Der deutsche Fahrradmarkt befindet sich nach den außergewöhnlichen Wachstumsjahren der Pandemie in einer Phase der Konsolidierung. 2025 sinkt das Marktvolumen um 5,1 Prozent auf 9,4 Milliarden Euro und verzeichnet damit den dritten Umsatzrückgang in Folge. Dennoch liegt der Markt weiterhin deutlich über dem Niveau vor dem Corona-Boom, wie der aktuelle „Branchenbericht Fahrräder 2026“ von IFH KÖLN und BBE Handelsberatung zeigt.
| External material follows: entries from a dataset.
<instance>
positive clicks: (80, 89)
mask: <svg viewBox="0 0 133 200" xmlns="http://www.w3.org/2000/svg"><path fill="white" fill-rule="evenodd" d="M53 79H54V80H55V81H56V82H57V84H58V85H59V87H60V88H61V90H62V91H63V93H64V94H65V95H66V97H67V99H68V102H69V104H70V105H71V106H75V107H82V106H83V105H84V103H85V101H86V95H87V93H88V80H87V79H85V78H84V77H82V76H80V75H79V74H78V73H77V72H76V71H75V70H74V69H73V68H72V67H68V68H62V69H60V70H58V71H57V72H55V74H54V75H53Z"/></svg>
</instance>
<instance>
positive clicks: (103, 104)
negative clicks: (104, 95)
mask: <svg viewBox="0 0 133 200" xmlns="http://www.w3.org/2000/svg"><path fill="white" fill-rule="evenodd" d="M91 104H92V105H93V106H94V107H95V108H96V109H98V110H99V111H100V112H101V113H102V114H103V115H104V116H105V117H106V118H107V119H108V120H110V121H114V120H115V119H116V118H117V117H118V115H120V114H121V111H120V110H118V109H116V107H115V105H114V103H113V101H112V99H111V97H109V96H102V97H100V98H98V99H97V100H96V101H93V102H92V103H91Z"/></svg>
Straßensporträder, E-Gravelbikes und Kinderfahrräder trotzen dem Markttrend
Während sich der Gesamtmarkt rückläufig entwickelt, setzen einzelne Warengruppen positive Impulse. Besonders Straßensporträder inklusive Gravelbikes konnten ihre Marktanteile ausbauen. Auch innerhalb des insgesamt rückläufigen E-Bike-Marktes gibt es Lichtblicke: So zählen E-Gravelbikes trotz ihres bislang noch kleinen Marktanteils zu den Wachstumstreibern des Jahres.
Auch sonstige E-Bikes wie elektrische Allterrain-Bikes (ATB) entwickeln sich positiv. Zusätzliche Nachfrage kommt von Kinder- und Jugendrädern, die aktuell von den höheren Geburtenzahlen während der Corona-Pandemie profitieren.
Gewinnen in der Plattform-Ökonomie
Große Fachmärkte gewinnen Marktanteile – kleinere Händler setzen auf Service
Auch bei den Vertriebsstrukturen zeigt sich eine zunehmende Differenzierung des Marktes. Der Fahrradfachhandel bleibt mit Abstand der wichtigste Vertriebsweg, innerhalb des Kanals gewinnen jedoch größere Fachmärkte und Filialisten weiter an Bedeutung. Sie profitieren von breiten Sortimenten und großzügigen Präsentationsflächen für E-Bikes und Lastenräder. Gleichzeitig schärfen viele kleinere und mittelständische Händler ihr Profil, indem sie verstärkt auf Werkstatt-, Service- und Reparaturleistungen setzen und so zusätzliche Ertragsquellen erschließen.
Trotz der Konsolidierung bleibt die Zahl der Marktteilnehmer vergleichsweise stabil: Seit 2016 sind lediglich 124 Fahrradhändler aus dem Markt ausgeschieden.